La Cour de justice de l’Union européenne a rendu, par un arrêt du 13 octobre 2022, une décision précisant les règles de coordination des prestations familiales. Elle traite du cumul de droits fondé sur l’activité professionnelle dans un État et la résidence de la famille dans un autre État membre. Un ressortissant étranger travaillait en Allemagne tandis que son épouse et leur enfant résidaient en Pologne, pays versant des prestations sociales sans conditions de revenus. L’institution allemande a d’abord servi les prestations avant d’en demander le remboursement partiel suite à la découverte d’un droit prioritaire potentiel en Pologne.
Le bénéficiaire a contesté cette répétition de l’indu devant le Tribunal des finances de Brême, saisi par un recours dirigé contre la décision du 6 janvier 2021. La juridiction de renvoi demande si le règlement numéro 883/2004 autorise une administration nationale à réclamer un tel remboursement à la personne intéressée. Elle s’interroge sur l’incidence de l’absence de fixation de la prestation dans l’État prioritaire sur la charge financière finale de l’institution subsidiaire.
Le juge européen doit déterminer si l’institution d’un État subsidiaire peut recouvrer des allocations auprès d’un travailleur lorsque l’État prioritaire n’a rien versé. La Cour répond que l’institution non prioritaire ne peut exiger ce remboursement de l’intéressé mais peut se retourner contre l’organisme compétent à titre prioritaire. L’étude de cette solution impose d’analyser la protection du travailleur contre le recouvrement direct puis l’organisation de la compensation financière entre les institutions.
**I. La protection du bénéficiaire face à la mise en œuvre des règles de priorité**
*A. L’exigence d’un versement effectif de prestations dans l’État prioritaire*
La Cour rappelle que l’application des règles de priorité suppose l’existence réelle d’un cumul de prestations dues en vertu de législations nationales concurrentes. Elle souligne qu’il ne suffit pas que des prestations soient seulement susceptibles d’être versées pour justifier une suspension immédiate des droits acquis. L’arrêt précise que la personne doit remplir « toutes les conditions, tant de forme que de fond » imposées par la législation du pays étranger. Par conséquent, l’institution subsidiaire ne peut se soustraire à ses obligations tant que le droit prioritaire n’est pas devenu parfaitement liquide et exigible.
*B. L’interdiction du recouvrement des sommes versées auprès de l’assuré*
Le juge interdit à l’institution nationale de réclamer au travailleur le remboursement des prestations versées sur le fondement d’une priorité étrangère purement théorique. L’arrêt dispose que le droit européen « ne permet pas à l’institution » de procéder à une telle récupération auprès de la personne intéressée. Cette solution évite de faire peser sur l’assuré les conséquences d’un défaut de versement imputable à l’inertie ou au refus des autorités étrangères. Elle garantit au bénéficiaire un montant total « identique au montant de la prestation la plus favorable » due en vertu d’une seule législation nationale.

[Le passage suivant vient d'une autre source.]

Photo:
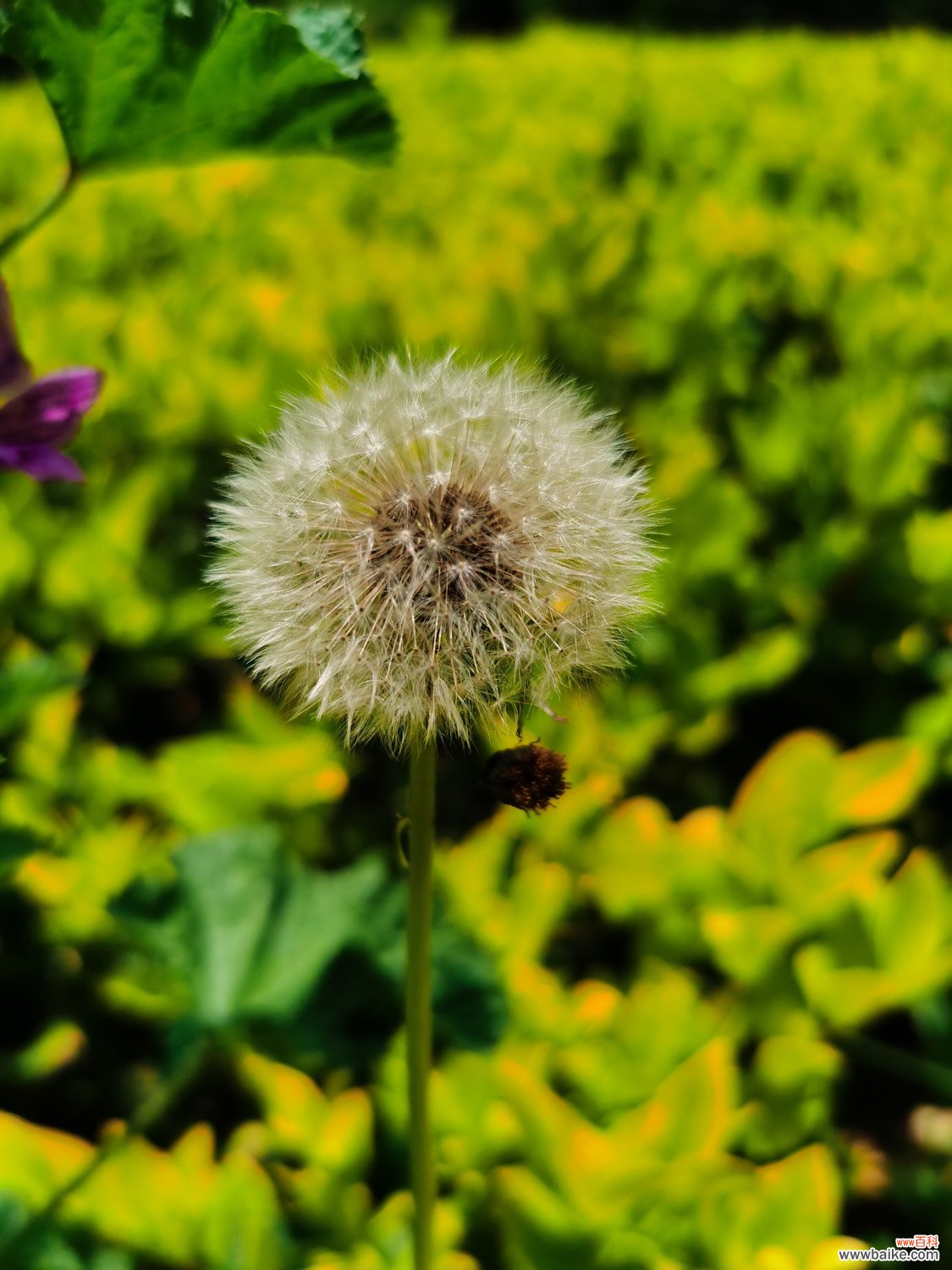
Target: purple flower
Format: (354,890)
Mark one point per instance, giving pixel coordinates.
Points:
(41,416)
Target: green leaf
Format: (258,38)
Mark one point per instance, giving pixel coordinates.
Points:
(333,33)
(784,805)
(149,81)
(25,683)
(245,927)
(15,845)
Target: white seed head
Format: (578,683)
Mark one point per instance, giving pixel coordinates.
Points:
(431,544)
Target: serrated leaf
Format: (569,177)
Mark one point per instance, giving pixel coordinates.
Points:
(144,81)
(784,804)
(880,780)
(333,33)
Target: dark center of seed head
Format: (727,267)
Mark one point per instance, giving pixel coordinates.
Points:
(454,538)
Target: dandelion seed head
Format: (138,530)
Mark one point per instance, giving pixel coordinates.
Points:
(429,544)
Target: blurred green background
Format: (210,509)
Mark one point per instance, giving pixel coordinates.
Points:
(695,1016)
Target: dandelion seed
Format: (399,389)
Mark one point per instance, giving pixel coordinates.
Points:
(432,544)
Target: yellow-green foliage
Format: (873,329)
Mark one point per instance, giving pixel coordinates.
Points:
(743,246)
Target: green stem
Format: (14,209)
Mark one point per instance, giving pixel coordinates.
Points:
(15,236)
(151,1110)
(419,1001)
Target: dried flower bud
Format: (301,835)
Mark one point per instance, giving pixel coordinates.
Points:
(527,776)
(433,544)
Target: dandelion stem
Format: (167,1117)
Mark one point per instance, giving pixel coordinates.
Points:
(23,231)
(419,1003)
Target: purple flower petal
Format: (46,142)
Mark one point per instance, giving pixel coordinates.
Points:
(48,411)
(41,462)
(14,367)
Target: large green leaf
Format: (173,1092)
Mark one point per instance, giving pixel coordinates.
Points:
(248,929)
(165,81)
(258,937)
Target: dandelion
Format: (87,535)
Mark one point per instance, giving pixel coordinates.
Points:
(431,545)
(418,551)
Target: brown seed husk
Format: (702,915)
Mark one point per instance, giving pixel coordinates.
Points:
(527,776)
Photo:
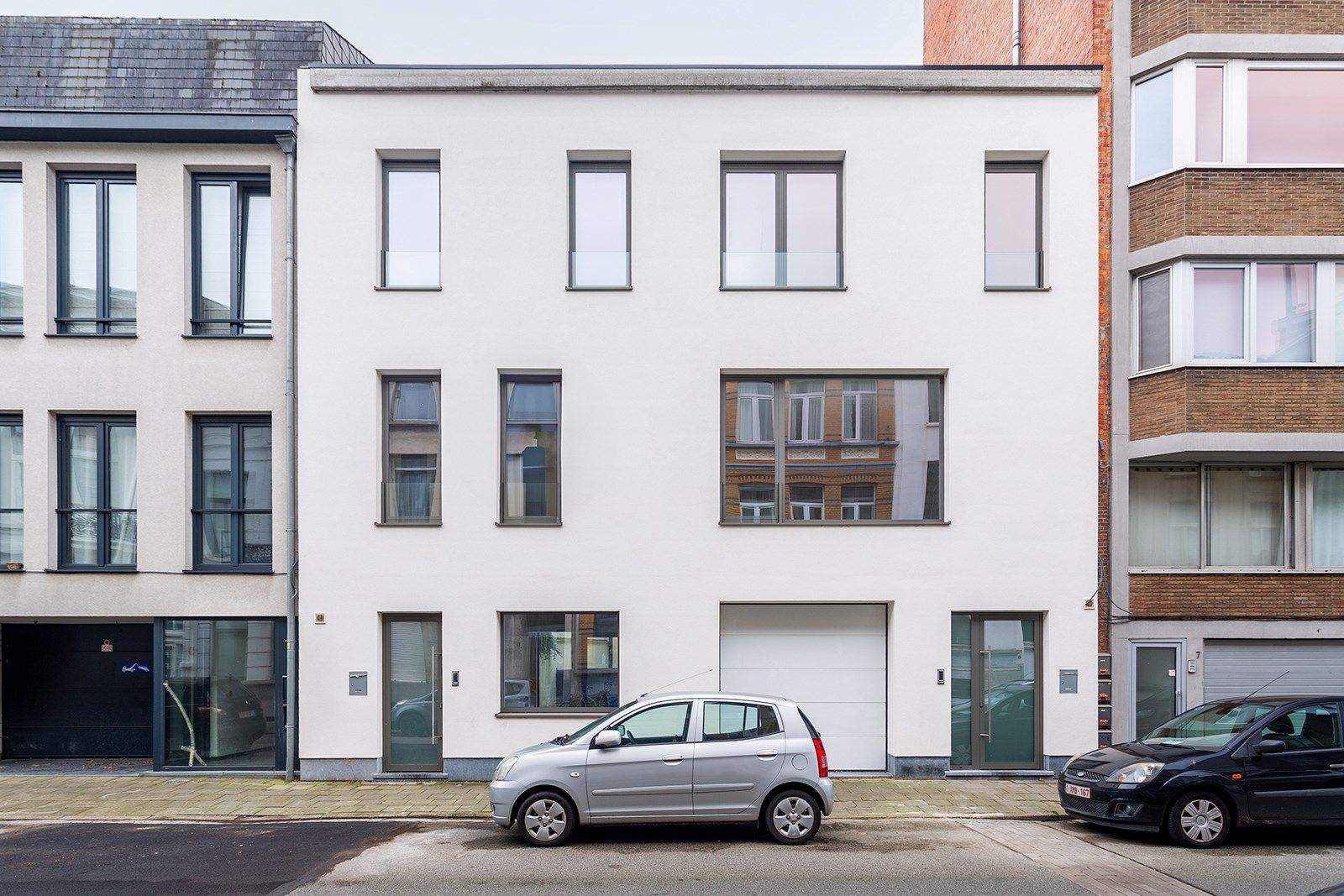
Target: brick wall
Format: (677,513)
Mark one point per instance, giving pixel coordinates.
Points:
(1156,22)
(1230,595)
(1254,202)
(1236,399)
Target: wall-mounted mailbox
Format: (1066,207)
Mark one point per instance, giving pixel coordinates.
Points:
(358,684)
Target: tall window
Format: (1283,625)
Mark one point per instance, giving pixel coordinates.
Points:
(1014,224)
(233,495)
(412,449)
(410,224)
(781,226)
(531,449)
(96,258)
(559,661)
(232,255)
(97,488)
(11,490)
(11,253)
(843,449)
(600,224)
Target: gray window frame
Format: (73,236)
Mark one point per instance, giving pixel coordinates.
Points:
(101,320)
(622,167)
(781,221)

La limitation du recouvrement direct impose d’envisager désormais les modalités de régularisation financière entre les organismes de sécurité sociale concernés par ce cumul.

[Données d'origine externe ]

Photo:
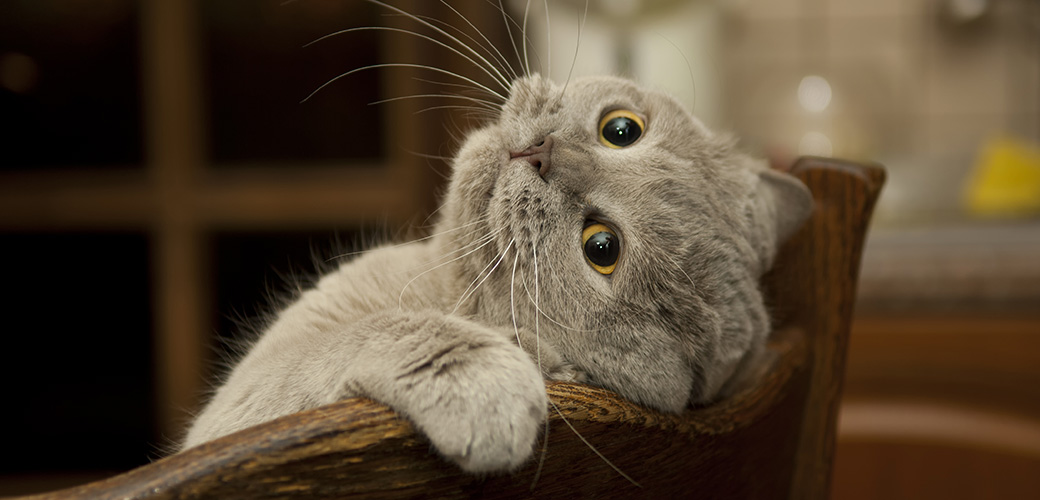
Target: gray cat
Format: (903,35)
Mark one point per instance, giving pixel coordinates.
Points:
(595,232)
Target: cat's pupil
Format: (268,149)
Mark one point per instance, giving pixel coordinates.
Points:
(621,131)
(602,248)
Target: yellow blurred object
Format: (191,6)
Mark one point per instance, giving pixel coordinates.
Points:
(1006,181)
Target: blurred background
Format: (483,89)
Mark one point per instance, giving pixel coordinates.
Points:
(160,180)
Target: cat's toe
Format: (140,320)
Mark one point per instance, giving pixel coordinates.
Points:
(567,372)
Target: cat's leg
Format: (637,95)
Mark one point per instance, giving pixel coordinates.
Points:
(475,394)
(471,390)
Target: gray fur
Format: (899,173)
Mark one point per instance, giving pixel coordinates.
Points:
(699,222)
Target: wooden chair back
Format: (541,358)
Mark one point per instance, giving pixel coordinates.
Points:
(773,439)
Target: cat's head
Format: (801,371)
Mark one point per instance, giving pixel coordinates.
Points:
(640,234)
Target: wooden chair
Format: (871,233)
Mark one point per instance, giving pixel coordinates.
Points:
(774,439)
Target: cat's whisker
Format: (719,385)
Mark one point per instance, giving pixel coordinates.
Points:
(400,297)
(523,31)
(690,68)
(499,57)
(445,232)
(513,306)
(470,37)
(472,289)
(591,447)
(413,33)
(458,85)
(479,102)
(500,79)
(524,38)
(548,44)
(577,45)
(509,31)
(403,64)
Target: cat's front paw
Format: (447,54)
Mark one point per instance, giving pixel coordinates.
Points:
(567,372)
(488,411)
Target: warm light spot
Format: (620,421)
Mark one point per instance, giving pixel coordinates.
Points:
(814,94)
(815,143)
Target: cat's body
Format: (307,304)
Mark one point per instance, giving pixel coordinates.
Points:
(457,332)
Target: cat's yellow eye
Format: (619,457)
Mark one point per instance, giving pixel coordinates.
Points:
(601,247)
(620,128)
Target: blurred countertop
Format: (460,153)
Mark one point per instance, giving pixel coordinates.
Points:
(967,267)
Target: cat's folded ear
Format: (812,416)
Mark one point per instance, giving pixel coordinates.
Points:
(782,204)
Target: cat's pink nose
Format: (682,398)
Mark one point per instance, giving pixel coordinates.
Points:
(539,156)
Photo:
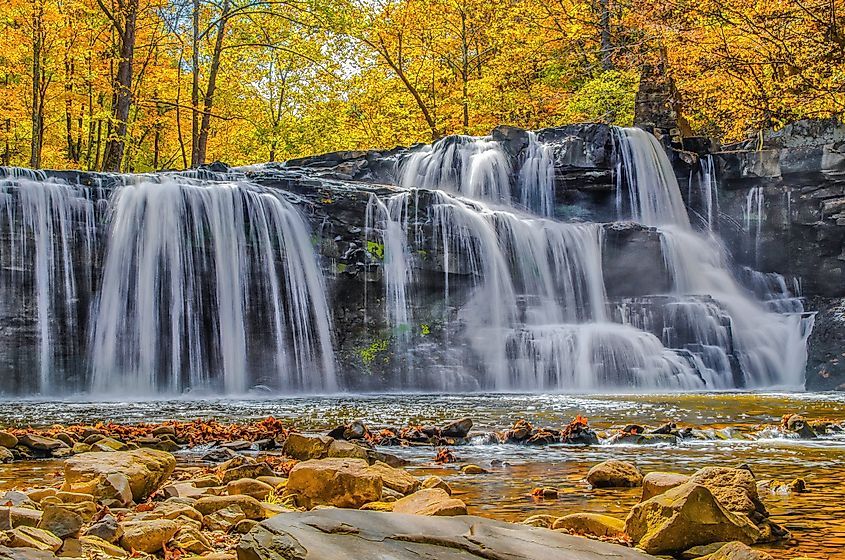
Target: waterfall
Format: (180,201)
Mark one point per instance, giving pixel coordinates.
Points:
(48,226)
(209,285)
(537,177)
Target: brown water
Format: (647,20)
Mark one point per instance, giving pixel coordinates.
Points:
(816,519)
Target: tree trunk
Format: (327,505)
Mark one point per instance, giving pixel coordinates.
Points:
(208,100)
(122,100)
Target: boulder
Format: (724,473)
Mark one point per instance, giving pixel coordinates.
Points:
(121,476)
(11,517)
(614,474)
(31,537)
(341,534)
(7,553)
(395,479)
(251,507)
(107,529)
(738,551)
(591,524)
(736,489)
(431,501)
(41,445)
(437,482)
(457,428)
(63,523)
(655,483)
(147,536)
(224,519)
(248,470)
(249,487)
(685,516)
(304,448)
(345,483)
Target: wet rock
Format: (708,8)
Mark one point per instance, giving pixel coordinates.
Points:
(685,516)
(796,424)
(7,553)
(249,470)
(542,520)
(31,537)
(7,440)
(11,517)
(121,476)
(345,483)
(305,448)
(614,474)
(591,524)
(251,507)
(457,429)
(341,534)
(378,506)
(224,519)
(107,529)
(655,483)
(63,523)
(191,540)
(219,455)
(735,489)
(437,482)
(249,487)
(395,479)
(738,551)
(148,536)
(702,550)
(431,501)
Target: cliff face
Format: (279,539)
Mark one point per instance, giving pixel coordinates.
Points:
(779,209)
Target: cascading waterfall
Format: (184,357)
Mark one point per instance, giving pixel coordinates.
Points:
(47,225)
(200,276)
(771,348)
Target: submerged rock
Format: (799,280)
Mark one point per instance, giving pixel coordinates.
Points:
(337,534)
(683,517)
(120,476)
(613,473)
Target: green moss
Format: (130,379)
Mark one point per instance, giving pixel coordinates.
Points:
(376,249)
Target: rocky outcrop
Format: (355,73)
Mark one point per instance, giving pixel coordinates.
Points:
(349,534)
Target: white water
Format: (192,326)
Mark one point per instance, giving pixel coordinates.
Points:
(175,242)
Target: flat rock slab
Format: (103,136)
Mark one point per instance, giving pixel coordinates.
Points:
(345,534)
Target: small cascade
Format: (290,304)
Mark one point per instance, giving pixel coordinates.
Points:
(477,168)
(646,186)
(49,233)
(537,177)
(209,285)
(703,192)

**II. L’organisation d’une compensation financière entre les institutions nationales**
*A. La mise en œuvre d’une coopération administrative automatique*
Le règlement organise une transmission automatique des demandes entre les autorités afin de simplifier les démarches administratives des travailleurs migrants au sein de l’Union. Le dépôt d’une demande dans un pays vaut également dépôt dans l’autre grâce à une fiction juridique de date unique de présentation du dossier. Cette procédure évite que les intéressés soient privés de leurs droits « pour des raisons de pur formalisme » liées à la complexité des systèmes nationaux. D’ailleurs, l’institution saisie en premier doit assurer une liquidation provisoire pour garantir la continuité du versement des prestations nécessaires à l’enfant.
*B. L’ouverture d’un recours direct entre les institutions nationales*
L’institution ayant versé un trop-perçu dispose d’une action directe contre l’organisme prioritaire pour obtenir le remboursement des sommes excédant sa charge finale réelle. Le juge confirme qu’un État peut « exiger d’un autre État membre un remboursement » y compris pour les périodes passées au nom de la coopération. Ce mécanisme permet de corriger les erreurs d’attribution sans faire peser le risque financier de la coordination sur les épaules du citoyen européen. Enfin, le système préserve l’équilibre financier des régimes nationaux tout en respectant les principes d’équivalence et d’effectivité du droit de l’Union.